I'm sure it helps that Dr. C orders expensive alcohol and knows what she's asking for--the bartenders know they're going to get a decent tip. But Dr. C is also extremely personable, in ways I can only admire and envy. I mean, I try to be sincerely pleasant to people who work in the service industry, but I have this thing about not wanting to exceed appropriate boundaries, because I do not want to bug people while they're working. As a secretary, I used to get really annoyed when people who came in the office would try to have conversations with me, both because the conversations were usually stupid and because my boss would get mad.... But now that I think about it, the rules are probably a little different in a bar....
Anyway. Our first bartender was a young, pretty, elementary school teacher who supplements the crappy income she earns shaping the lives of America's future, by serving alcohol to people her own age. The bartender responded to Dr. C's questions about the bar, its patrons, and her own life with excellent service and relief that the interesting conversation she was having wouldn't end with a request for her phone number. When she left, a young guy who looked like a hotter, straighter version of John Travolta in Grease showed up to finish out the night.
It took him a while to warm up to us (and when I say "us," I of course mean the amiable, articulate Dr.

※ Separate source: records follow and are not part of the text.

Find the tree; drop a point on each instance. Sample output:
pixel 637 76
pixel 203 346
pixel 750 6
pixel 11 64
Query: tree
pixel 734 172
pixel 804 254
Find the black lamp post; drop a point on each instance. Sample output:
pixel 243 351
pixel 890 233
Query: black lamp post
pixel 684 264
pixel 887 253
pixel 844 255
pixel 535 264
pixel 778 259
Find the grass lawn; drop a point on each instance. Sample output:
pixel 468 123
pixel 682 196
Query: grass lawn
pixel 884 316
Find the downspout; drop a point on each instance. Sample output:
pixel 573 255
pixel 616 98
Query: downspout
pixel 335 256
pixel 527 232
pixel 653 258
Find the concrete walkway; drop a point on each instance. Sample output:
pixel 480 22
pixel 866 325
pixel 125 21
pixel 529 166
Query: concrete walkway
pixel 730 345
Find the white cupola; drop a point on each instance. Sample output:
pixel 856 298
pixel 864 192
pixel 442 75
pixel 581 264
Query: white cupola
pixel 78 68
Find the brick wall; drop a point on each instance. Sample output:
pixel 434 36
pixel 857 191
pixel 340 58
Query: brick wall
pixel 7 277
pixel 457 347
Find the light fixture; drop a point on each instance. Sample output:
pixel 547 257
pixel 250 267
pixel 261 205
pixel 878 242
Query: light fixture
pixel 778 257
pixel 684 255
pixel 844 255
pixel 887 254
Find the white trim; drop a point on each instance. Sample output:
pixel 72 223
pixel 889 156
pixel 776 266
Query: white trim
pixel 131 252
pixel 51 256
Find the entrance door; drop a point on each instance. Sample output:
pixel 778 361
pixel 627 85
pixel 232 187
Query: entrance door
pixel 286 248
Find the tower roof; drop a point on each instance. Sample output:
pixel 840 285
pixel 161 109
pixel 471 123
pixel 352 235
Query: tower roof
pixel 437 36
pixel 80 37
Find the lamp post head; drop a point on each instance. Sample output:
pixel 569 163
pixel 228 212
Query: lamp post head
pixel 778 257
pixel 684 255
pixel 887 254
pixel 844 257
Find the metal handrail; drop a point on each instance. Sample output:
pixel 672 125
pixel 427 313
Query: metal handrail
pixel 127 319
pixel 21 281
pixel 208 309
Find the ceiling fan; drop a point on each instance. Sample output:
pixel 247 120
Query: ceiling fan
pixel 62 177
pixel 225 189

C and her largely silent, standoffish friend), but before long he was spending most of his time talking to us, regaling us with tales of his experiences managing a whole slew of bars in Vegas. (I never did work up the courage to ask the obvious question, "Why the hell did you leave Vegas and come back HERE?") Dr. C asked him about the most disgusting drinks people tended to order, and he said one of the worst was "an Irish car bomb: a draw of Guinness and a shot glass of Jameson's topped off with Bailey's."
Now, I love Guinness, I like Jameson's OK (I'm not really a whiskey drinker), and of course I ADORE Bailey's. But that doesn't mean they should go together, right? I mean, I love both ice cream and bacon, but I wouldn't mix the two.

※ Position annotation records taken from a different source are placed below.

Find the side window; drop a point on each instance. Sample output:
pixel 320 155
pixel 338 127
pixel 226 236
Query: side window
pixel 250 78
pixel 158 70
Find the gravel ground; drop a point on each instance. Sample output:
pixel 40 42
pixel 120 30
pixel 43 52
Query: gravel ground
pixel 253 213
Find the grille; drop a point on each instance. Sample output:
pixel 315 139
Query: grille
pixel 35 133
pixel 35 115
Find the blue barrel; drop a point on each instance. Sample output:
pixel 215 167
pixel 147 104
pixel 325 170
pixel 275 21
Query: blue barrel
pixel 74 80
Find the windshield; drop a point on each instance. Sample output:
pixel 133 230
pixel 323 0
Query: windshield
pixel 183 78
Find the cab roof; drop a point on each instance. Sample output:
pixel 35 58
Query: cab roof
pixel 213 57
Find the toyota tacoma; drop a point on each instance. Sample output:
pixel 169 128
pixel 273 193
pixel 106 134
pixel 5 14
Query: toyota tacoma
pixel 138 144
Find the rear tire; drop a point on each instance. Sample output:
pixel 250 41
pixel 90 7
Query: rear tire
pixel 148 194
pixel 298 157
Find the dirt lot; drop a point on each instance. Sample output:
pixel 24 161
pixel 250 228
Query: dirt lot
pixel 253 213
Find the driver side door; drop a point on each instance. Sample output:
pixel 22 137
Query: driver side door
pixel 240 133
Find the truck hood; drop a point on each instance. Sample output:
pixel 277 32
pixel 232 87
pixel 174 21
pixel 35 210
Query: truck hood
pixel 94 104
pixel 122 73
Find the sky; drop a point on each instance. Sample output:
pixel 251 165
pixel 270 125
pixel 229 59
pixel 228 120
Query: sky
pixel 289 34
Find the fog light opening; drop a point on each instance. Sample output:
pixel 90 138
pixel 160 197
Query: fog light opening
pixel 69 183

Then they talked about disgusting, syrupy girl drinks. I admit I like a cosmo (which Dr. C said she resented mixing more than any other drink) but I never did the thing of mixing butterscotch schnapps with Bailey's and Kahlua and god only knows what else. At that point I made one of my few significant contributions to the conversation: I said, "I didn't start drinking, really, until I was about 30, at which point my taste buds were dead enough that I didn't need all that sugar to cover up the taste of the alcohol. It's something to be grateful for, I think."
Not long after that a trio of guys at the other end of the bar ordered a round of--that's right--Irish car bombs. The bartender asked if we wanted to see them poured and consumed. I was curious and willing to watch, but I rather expected we'd spy on the proceedings from a safe distance. But Dr. C walked right up to the guys and said, "Hey. We were talking to the bartender about this very drink, so we wanted to see what they're like. You mind if we watch?" The alpha male of the group responded by putting his arm around her shoulder and offering to buy her one too. "That's OK; whiskey isn't my drink," she replied. She introduced me--I was standing a few feet back--and I waved and mustered an uncomfortable, strained smile. There was a little more chatting about the drinks in front of the guys, but when they delayed drinking them, Dr. C extricated herself from the situation and we went back to our end of the bar.

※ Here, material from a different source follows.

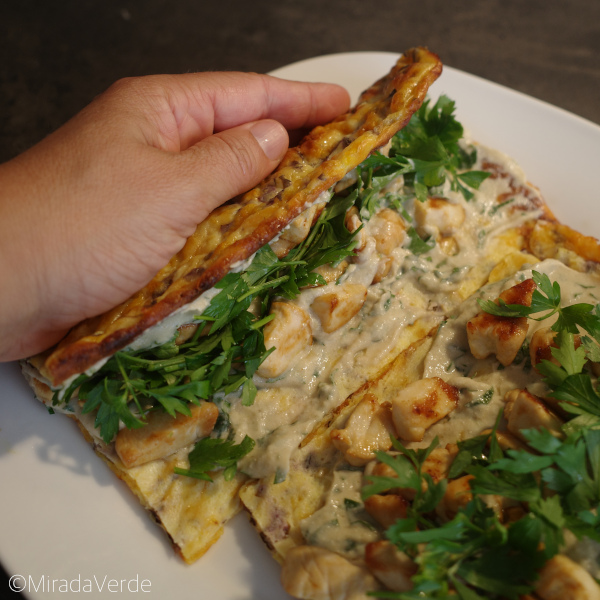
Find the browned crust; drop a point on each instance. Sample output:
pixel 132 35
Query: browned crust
pixel 236 230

I marveled at what I had just seen. "You're so freakin' friendly," I said. "And not weirdly friendly, either, just--kind of, like, graciously nice. It's impressive."
"I used to be a bartender," she said. "It was my job to make people feel happy."
"I used to be a Mormon," I said. "It was my job to make people feel like they were going to hell."
And that was the personal revelation the evening had to offer me. It wasn't an entirely new insight--this goes back to why I have said and continue to say that I would rather hang out with a bunch of average beer-drinking joes and jills than the most devout of Mormons. And it also has to do with why I so love the movie Babette's Feast, a topic I've been thinking about since the entry on movies about art, and one I hope to write about further before the week ends.